It has taken me a while to work out why I often have a problem with immersive theatre. In theory, it’s marvellous – upending the staid conventions of bourgeois propriety, escaping the proscenium’s gilt and plush, the middle class’s guilt and hush. Opening the theatre to the world. Letting the world into the theatre.
Yep to all that. That’s not my problem. The problem is that, once you let in the world, you also let in me. And I’ve had more than enough of me.
I was thinking the other day, as I often do, about the lure of invisibility. Most people, offered the hypothetical choice between flying and invisibility, would choose the former (transcendence, speed, exhilaration), and that Team Invisibility is a furtive shambles of ne’er do wells. As Kathryn Schulz wrote recently in a New Yorker review on the subject, ‘broadly speaking, there are two reasons for wanting to turn invisible: to get away from something or to get away with something.’ It’s the least reputable superpower.
Safety of the shadows
Yet I’ve always had a craving for invisibility. Released from the shackles of tangible presence, I’m convinced, I’d be able to see how the world works, watch how people behave without the inhibiting effect of my own galumphing self-consciousness. My body, voice, idiot grin – they all get in the way. Without them, surely, I’d find out how people are supposed to inhabit the world, how this living thing is meant to work.
It’s no surprise, then, that I drifted toward a profession that involves lurking in the darkness, like a phantom in waiting. (I’d make such a good ghost. I wouldn’t haunt, I certainly wouldn’t poltergeist. I’d just linger, slipping under the goosebumps. Too ghoul for school.)
Except. Being a theatre critic often means forsaking the safety of the shadows. It’s not all about anonymity somewhere in the depths of the circle. Instead, we shamble round disused postal depots, derelict offices and warehouses earmarked for swankpit development. We sidle through especially created environments, or squelch through muddy park and rec ground. It’s often fun, sometimes even life-changing. But it’s a form of theatre that inevitably wrestles with the visibility perplex.
Recently, I saw Maze, an immersive dance piece by choreographer Jasmin Vardimon in the seaside town of Margate. The town has seen better days – though it’s busily reclaiming its cachet – and Maze unwound in the Winter Gardens, a resplendently shabby pleasure palace. The artist Ron Arad had created an arresting construction in its midst, a labyrinth built of industrial foam: more usually found settling in your sofa, but here an uncanny soft-solid material to squeeze through, bounce against or sink into.

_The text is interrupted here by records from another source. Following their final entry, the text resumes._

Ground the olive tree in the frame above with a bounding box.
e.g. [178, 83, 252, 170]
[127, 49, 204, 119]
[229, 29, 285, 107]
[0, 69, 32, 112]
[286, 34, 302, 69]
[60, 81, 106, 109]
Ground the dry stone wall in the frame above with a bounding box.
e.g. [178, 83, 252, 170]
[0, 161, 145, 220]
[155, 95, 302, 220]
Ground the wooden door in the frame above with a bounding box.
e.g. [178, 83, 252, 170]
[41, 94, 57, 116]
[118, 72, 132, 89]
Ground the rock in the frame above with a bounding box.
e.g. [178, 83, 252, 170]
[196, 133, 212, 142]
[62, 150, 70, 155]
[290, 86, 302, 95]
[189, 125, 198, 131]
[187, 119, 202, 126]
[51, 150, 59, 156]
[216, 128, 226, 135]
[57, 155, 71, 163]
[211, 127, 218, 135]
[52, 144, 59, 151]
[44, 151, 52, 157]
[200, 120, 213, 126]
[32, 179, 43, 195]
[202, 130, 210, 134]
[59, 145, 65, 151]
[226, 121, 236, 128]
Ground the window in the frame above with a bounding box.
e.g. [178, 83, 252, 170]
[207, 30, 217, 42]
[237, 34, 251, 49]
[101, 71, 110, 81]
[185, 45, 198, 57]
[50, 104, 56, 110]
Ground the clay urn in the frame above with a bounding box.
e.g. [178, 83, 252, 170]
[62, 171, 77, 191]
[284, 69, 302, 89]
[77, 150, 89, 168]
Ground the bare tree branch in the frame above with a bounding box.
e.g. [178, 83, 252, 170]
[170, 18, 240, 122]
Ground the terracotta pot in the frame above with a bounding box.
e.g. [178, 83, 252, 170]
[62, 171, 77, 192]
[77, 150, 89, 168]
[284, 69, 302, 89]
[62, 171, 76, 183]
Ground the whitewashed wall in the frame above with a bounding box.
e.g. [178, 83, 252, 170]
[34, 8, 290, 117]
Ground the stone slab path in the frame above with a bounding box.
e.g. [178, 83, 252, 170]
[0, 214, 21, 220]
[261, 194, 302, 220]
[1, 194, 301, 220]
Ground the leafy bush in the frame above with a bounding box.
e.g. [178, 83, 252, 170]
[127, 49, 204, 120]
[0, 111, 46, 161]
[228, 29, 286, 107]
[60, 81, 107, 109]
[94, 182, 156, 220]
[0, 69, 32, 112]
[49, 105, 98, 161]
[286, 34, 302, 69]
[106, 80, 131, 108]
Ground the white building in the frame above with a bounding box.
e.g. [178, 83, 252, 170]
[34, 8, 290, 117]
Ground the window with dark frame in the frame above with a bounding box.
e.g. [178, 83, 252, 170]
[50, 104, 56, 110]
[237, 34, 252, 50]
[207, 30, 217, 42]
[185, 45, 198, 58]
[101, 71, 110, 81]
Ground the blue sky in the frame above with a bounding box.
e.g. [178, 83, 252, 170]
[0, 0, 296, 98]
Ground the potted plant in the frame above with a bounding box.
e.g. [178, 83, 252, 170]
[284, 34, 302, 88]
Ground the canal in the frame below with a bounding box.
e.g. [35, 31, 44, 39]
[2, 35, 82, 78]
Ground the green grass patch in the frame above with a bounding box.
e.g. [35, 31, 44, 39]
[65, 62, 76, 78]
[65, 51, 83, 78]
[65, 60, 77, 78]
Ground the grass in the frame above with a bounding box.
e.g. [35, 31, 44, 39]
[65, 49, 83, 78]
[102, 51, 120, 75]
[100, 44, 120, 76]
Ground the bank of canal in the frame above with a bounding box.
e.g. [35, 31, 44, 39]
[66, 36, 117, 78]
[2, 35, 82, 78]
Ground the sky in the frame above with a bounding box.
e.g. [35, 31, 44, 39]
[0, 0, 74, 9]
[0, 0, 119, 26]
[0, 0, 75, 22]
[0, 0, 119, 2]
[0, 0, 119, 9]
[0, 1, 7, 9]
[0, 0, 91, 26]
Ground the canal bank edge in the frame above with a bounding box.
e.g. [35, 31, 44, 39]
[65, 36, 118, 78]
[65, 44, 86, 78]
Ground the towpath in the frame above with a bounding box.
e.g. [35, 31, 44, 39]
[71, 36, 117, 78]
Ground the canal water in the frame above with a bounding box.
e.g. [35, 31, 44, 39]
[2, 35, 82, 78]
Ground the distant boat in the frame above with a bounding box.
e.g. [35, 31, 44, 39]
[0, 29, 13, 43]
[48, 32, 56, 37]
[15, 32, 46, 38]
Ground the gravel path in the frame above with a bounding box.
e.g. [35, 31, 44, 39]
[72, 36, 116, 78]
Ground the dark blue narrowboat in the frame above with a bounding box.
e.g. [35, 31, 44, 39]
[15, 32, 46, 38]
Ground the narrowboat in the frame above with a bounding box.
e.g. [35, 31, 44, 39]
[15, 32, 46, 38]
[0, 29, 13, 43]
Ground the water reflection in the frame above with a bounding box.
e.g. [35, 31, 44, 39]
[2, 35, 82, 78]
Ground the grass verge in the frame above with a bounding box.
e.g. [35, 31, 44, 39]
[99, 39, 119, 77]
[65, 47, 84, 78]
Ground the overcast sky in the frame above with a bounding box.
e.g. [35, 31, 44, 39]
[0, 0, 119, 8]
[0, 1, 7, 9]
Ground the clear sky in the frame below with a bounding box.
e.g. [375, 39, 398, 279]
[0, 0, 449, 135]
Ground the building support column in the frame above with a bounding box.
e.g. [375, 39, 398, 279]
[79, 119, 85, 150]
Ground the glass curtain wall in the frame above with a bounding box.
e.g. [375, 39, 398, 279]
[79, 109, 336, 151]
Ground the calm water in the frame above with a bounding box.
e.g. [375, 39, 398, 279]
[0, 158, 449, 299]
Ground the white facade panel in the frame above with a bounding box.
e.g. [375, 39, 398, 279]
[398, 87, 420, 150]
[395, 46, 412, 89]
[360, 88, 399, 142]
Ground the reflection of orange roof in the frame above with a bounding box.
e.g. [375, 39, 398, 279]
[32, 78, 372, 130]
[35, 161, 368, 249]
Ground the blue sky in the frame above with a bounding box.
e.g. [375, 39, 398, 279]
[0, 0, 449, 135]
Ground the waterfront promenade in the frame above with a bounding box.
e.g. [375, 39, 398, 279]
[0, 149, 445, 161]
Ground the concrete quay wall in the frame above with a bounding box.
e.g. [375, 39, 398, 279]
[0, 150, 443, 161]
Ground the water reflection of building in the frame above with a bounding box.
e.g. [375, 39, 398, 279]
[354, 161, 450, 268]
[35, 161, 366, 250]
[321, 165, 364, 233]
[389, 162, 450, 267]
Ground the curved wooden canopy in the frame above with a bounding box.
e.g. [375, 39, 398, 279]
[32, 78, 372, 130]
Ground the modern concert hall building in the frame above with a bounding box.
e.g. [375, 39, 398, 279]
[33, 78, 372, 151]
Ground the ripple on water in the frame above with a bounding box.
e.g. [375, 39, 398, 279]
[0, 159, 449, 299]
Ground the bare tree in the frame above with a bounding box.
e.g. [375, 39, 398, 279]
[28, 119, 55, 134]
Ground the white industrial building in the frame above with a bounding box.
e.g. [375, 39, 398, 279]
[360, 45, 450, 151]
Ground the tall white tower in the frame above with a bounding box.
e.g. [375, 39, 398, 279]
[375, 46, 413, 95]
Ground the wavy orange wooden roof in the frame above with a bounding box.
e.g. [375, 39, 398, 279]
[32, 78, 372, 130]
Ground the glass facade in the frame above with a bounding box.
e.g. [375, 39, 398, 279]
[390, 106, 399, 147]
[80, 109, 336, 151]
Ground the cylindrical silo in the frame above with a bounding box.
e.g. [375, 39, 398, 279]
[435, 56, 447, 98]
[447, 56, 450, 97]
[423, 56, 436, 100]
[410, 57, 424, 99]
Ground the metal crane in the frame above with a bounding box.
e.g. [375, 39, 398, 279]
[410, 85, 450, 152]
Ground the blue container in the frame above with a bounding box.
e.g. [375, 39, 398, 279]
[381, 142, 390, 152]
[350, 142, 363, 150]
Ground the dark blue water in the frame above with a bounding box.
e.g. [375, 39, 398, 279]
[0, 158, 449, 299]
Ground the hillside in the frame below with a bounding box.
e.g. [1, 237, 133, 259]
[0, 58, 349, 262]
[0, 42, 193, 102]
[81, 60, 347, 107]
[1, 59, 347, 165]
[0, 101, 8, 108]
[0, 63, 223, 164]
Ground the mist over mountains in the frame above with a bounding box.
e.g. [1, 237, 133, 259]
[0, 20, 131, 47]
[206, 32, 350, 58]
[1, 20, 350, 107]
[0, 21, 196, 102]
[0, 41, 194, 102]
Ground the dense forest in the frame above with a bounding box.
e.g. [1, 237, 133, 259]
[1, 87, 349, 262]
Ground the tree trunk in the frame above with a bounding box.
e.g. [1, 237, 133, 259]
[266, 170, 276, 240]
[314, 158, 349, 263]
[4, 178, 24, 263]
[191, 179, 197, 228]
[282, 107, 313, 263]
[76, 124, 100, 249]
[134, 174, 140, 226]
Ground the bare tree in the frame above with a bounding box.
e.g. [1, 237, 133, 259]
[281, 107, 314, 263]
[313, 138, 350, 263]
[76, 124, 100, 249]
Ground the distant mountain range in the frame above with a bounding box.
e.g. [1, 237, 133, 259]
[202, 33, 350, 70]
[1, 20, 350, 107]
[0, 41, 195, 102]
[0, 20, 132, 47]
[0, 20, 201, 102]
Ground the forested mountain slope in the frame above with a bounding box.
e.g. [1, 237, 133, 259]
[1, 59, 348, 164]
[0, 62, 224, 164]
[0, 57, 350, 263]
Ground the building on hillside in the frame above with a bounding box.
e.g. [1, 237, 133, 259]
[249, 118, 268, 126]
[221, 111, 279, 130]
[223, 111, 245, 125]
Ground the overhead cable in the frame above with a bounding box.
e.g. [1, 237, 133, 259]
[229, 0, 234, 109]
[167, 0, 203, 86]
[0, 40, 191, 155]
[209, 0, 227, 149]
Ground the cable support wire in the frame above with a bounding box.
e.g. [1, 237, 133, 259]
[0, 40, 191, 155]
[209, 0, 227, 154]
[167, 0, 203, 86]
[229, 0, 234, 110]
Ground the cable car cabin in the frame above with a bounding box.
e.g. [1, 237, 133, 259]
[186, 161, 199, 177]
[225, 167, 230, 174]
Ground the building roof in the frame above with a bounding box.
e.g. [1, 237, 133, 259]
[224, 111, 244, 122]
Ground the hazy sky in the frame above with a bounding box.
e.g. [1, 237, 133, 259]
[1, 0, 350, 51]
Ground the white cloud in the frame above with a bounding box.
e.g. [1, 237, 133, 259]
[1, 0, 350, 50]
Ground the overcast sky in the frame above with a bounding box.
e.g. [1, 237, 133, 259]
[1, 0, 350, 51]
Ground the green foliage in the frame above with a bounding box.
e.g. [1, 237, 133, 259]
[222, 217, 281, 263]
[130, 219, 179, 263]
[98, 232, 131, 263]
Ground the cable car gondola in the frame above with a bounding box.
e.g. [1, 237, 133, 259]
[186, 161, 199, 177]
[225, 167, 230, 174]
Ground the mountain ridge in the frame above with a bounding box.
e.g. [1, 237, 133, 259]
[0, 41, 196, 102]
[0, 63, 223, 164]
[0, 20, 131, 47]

As an environment, it was beguiling (here’s my review). As dance, it was a bit drama club (wannabe sirens and cackling madcaps). And as an experience, it was way too self-conscious. We spectators stumbled through the maze in our socks, politely let one another pass, exchanged tight smiles of complicity. It was hard to feel we were unspooling into primal fears and buried archetypes. And as we left, waltzed out by Vardimon’s engaging dancers, a sense of release into the world was missing – because we hadn’t left ourselves behind.
I longed to watch, not to be
I had a similar experience at You Me Bum Bum Train in 2012. This wildly acclaimed creation uses cascades of volunteer bodies to create a wild succession of joltingly realistic environments – orchestra, crime scene, kitchen, salon – into which you’re briefly hurled. I absolutely adored seeing the conviction and care with each micro-scene was built – so many people, so many props, such poker-faced detail – and I squirmed repeatedly at having to be the focus of these scenes. Missing the point, I know, but I longed to watch, not to be. I craved that cloak of invisibility.
Boys who wear glasses have long chafed at the tight white masks that spectators wear in performances by Punchdrunk, Britain’s reigning emperors of immersion. Long plastic triangles, like remnants of some debased commedia, they squeeze the specs no end (though on my second visit to The Drowned World, the elastic had mercifully slackened). But they have a powerful effect – in sites far bigger than the Margate maze, they allow audiences to wander like ghouls, freed from discretion as the undead surely are.
Punchdrunk shows may not be perfect, but the experience of watching, and of seeing your fellow watchers, can be immense. In the small-town Americana of Faust or The Drowned World, blank faces cluster in a doorway to see a marriage crumble, or press round the combatants in a Main Street fracas. The corkscrew dancers seem oblivious, but all around you see the whiteout faces of your fellow voyeurs: it isn’t clear who is haunting whom, which is the phantom. Either way, we’re blessedly invisible – and able to watch with brutish, unapologetic intensity. If only we could always shove our intrusive selves in the cloakroom.